Activists call for the shutdown of the Hong Kong Economic and Trade Office after three alleged spies were arrested in London

Protests outside London's HKETO. Screenshot from RFA Cantonese Channel on YouTube. Fair Use.

An employee from the London-based Hong Kong Economic and Trade Office (HKETO) has been accused by British police authority of engaging in the spying of overseas Hong Kong activists in the U.K. This has triggered a protest outside the HKETO office in London and a campaign urging Western democracies to shut down HKETOs in their countries. 

Three suspects, Chi-Leung Wai, Matthew Trickett, and Chung-Biu Yuen, were arrested last week on May 13. They were accused of assisting Hong Kong’s intelligence services and foreign interference, in violation of the UK’s National Security Act 2023. Both stood in court on May 13 and were now on bail pending for trial. 

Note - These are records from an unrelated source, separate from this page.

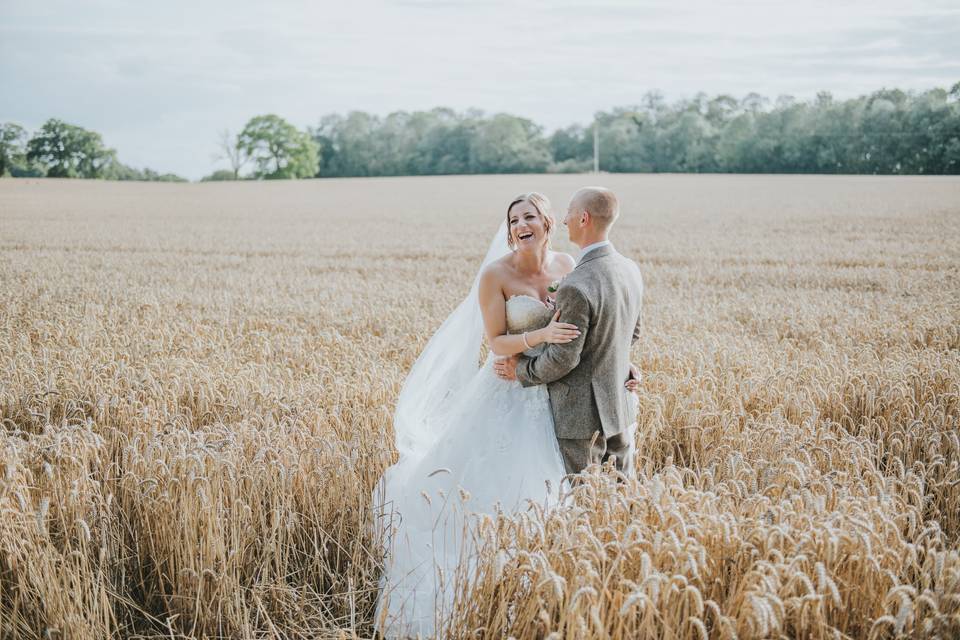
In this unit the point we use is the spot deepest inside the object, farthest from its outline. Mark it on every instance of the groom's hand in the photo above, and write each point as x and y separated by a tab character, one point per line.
506	368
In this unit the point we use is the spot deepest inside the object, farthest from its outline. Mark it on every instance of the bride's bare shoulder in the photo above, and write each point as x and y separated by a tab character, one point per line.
564	261
496	271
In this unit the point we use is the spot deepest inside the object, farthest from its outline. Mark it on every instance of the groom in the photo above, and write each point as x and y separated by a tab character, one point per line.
585	377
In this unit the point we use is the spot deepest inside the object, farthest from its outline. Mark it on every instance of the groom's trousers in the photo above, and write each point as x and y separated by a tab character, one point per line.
578	454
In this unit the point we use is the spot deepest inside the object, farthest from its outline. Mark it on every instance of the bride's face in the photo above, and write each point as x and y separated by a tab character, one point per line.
527	227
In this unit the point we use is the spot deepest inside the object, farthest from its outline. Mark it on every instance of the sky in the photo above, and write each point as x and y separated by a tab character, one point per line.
160	80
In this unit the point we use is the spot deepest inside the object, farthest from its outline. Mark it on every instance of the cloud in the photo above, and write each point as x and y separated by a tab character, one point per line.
159	82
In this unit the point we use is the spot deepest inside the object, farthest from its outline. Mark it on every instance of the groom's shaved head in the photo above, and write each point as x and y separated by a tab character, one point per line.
600	203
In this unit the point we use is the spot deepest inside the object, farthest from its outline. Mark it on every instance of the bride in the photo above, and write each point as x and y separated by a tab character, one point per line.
469	442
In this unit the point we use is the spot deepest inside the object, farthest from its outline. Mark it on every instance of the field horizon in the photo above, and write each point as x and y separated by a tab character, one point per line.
197	383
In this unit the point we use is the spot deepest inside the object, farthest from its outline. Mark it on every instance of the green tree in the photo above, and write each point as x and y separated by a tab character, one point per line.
278	149
69	151
220	175
508	144
13	149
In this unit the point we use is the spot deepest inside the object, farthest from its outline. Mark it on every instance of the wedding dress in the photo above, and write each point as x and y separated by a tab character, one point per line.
498	449
469	443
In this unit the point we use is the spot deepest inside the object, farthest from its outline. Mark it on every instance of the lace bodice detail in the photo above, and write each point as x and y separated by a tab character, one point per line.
526	313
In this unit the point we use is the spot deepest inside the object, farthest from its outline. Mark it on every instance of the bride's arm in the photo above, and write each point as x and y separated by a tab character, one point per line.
493	306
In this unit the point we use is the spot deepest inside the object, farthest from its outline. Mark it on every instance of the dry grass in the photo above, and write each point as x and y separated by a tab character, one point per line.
196	385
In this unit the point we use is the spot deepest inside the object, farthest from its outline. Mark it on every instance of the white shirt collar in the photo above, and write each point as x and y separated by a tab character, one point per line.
591	247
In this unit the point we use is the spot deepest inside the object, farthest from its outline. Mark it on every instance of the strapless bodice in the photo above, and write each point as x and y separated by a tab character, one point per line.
526	313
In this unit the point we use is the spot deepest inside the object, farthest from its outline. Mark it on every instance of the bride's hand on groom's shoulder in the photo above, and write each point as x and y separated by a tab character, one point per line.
559	332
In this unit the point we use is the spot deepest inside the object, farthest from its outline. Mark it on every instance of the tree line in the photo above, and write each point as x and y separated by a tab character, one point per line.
886	132
63	150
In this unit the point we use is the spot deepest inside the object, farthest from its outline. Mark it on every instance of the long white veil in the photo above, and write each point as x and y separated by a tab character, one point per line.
446	364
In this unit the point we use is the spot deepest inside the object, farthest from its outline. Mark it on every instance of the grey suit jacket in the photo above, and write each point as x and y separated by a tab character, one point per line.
585	377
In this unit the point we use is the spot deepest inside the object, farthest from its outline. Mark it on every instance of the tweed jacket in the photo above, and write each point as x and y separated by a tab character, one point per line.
585	378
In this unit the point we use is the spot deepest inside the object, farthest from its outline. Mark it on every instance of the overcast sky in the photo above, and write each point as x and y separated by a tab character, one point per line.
160	79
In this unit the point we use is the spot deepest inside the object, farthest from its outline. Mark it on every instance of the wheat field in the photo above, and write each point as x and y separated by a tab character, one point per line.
197	383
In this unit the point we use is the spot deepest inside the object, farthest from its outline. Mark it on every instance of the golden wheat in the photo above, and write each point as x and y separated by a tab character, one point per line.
197	382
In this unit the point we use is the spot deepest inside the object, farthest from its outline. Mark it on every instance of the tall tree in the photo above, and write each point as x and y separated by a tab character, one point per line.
69	151
12	146
278	149
233	152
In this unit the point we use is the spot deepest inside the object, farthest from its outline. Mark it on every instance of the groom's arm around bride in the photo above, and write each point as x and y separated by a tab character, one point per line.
585	377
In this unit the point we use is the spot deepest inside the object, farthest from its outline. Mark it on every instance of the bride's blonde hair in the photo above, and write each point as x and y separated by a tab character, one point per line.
541	204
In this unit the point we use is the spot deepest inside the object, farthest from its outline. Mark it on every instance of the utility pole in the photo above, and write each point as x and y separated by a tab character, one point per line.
596	148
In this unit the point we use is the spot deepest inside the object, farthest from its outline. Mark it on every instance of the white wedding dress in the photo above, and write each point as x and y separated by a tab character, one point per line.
495	447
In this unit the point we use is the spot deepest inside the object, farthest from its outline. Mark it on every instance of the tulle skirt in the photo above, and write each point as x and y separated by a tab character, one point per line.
498	450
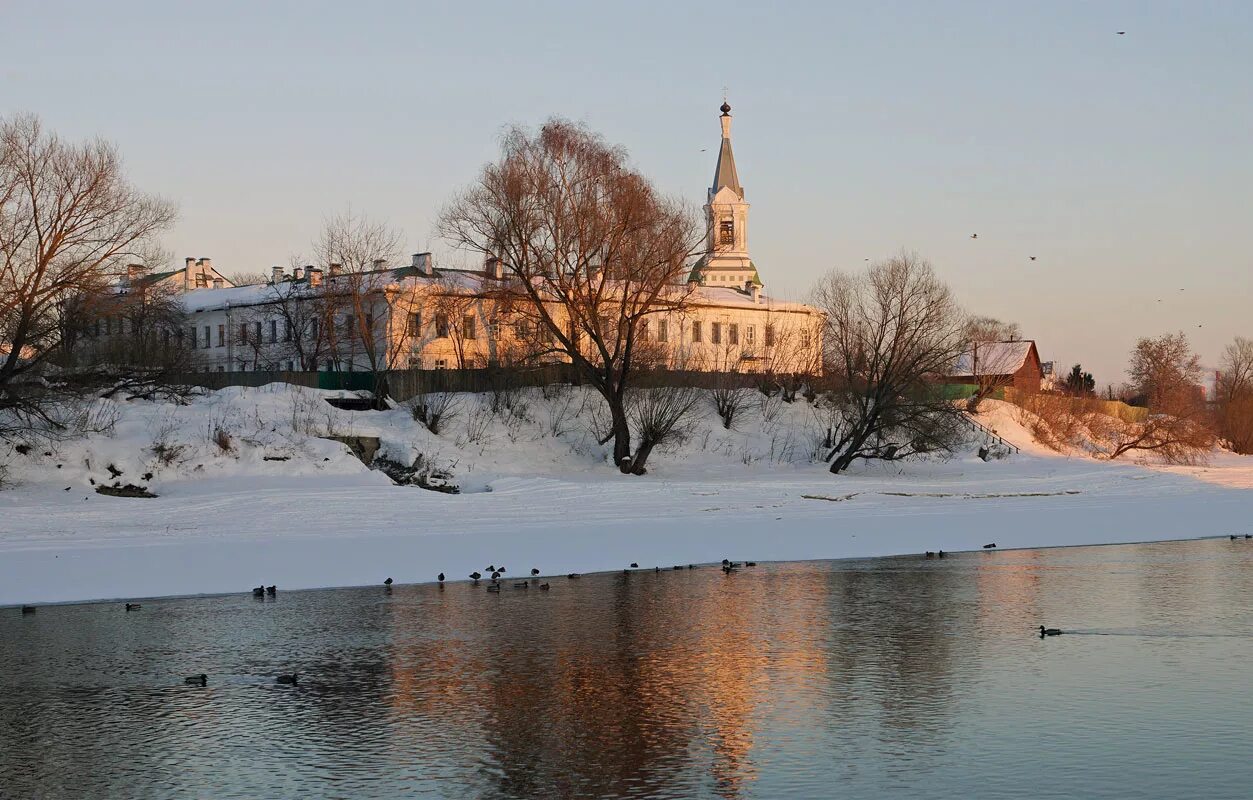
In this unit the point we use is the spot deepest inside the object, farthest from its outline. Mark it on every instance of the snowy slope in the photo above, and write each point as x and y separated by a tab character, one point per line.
538	492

Yuen, a former Hong Kong police officer, is the office manager of the HKETO in London. Later, it was revealed that Hong Kong Chief Executive John Lee and Yuen were both 2002 graduates of the Australian School of Policing, although Lee denied having a personal relationship with Yuen:  

In response to the arrest, the Chinese Embassy in the UK issued a statement accusing the UK government of “malicious fabrication and unwarranted accusation” against the Hong Kong government, while John Lee echoed the Chinese statement and called the UK police's allegation “unwarranted” and “unacceptable.”

Yet, the prosecution document exposed messaging records on Yuen’s phone showing that Yuen had been assigning surveillance tasks to Wai since 2021.

Trickett's notes on his mobile phone also indicated that he was a main contributor to Yuen and Wai’s task orders, which involved the surveillance of trade unionist Christopher Siu Tat Mung and exiled pro-democracy activists Nathan Law and Finn Lau

According to the prosecution document, Trickett's mobile phone also contained several detailed surveillance reports, including Nathan Law’s observation.

Wai’s security company, D5 Security Consultancy Limited, also received GBP 95,500 (USD 121,346) from HKETO’s bank account between June 5, 2023, and January 31, 2024. The money was then channeled to numerous individuals and companies, including Trickett’s personal and company (MTR Consultancy Limited) accounts.  

Many on social media, like independent journalist Tom Mitchell, were appalled by their indiscreet operations:

Since all three activists under surveillance are wanted by Hong Kong’s national security police with a HKD 1 million (approximately USD 128,000) bounty on their heads, and the city’s Chief Executive had stated that the wanted individuals “will be pursued for life,” stressing that “we want them to know that we will not sit and do nothing,” the prosecutor alleged that the trio were acting on behalf of the Hong Kong authorities. 

In reacting to Hong Kong’s extraterritorial operation in the UK, Hong Kong activists staged a protest outside HKETO in London and rebranded the office as “Hong Kong Espionage & Tracking Office”:

Exiled Hong Kong political cartoonist Ah To echoed the activists and mocked the shift of HKETO's trade promotion function: 

Some activists also called for Western democracies to shut down HKETO in their countries. Hong Kong human rights activist Samuel Bickett is one of the most vocal voices:

In the US, a bill known as the Hong Kong Economic and Trade Office Certification Act, which requires the President to remove the extension of certain privileges, exemptions and immunities to HKETO, was introduced to Congress in February 2023 and passed in the House's Foreign Affairs Committee in December 2023.  If the law is passed in Congress, all three HKETO offices in the US will have to terminate its operation. 

The current HKETO-related spy case in the UK is likely to fuel the passage of the HKETO Certification Act in the US and the review of HKETO status in other countries. The China Commission of the US Congress wrote on X, formerly Twitter:

Concerns over China’s transnational repression of activists and dissents have been growing. For example, Australian-based political cartoonist Badiucao has been constantly harassed and threatened by Chinese authorities since 2009. Reportedly, Beijing had attempted but failed to cancel the artist's shows in Rome and Poland. Recently, Teacher Li, a most popular social media outlet for breaking news in mainland China, also revealed how Chinese authorities attempted to silence him by threatening his family back home. 

Amnesty International's latest report also highlighted the fact that when Chinese and Hong Kong students act for human rights overseas, they become targets of surveillance and threats, and their families based in China also face harassment and intimidation:

Most of the reported transnational repression incidents have been conducted by mainland Chinese agencies, targeting Uighurs, Tibetans, Falun Gong practitioners, as well as Hong Kong and mainland Chinese political dissidents. The most known case was the deportation of about 100 Uighurs from Thailand to China in 2015 despite strong opposition from international society.

The current HKETO-related operation is the first time a Hong Kong authority has been involved and exposed.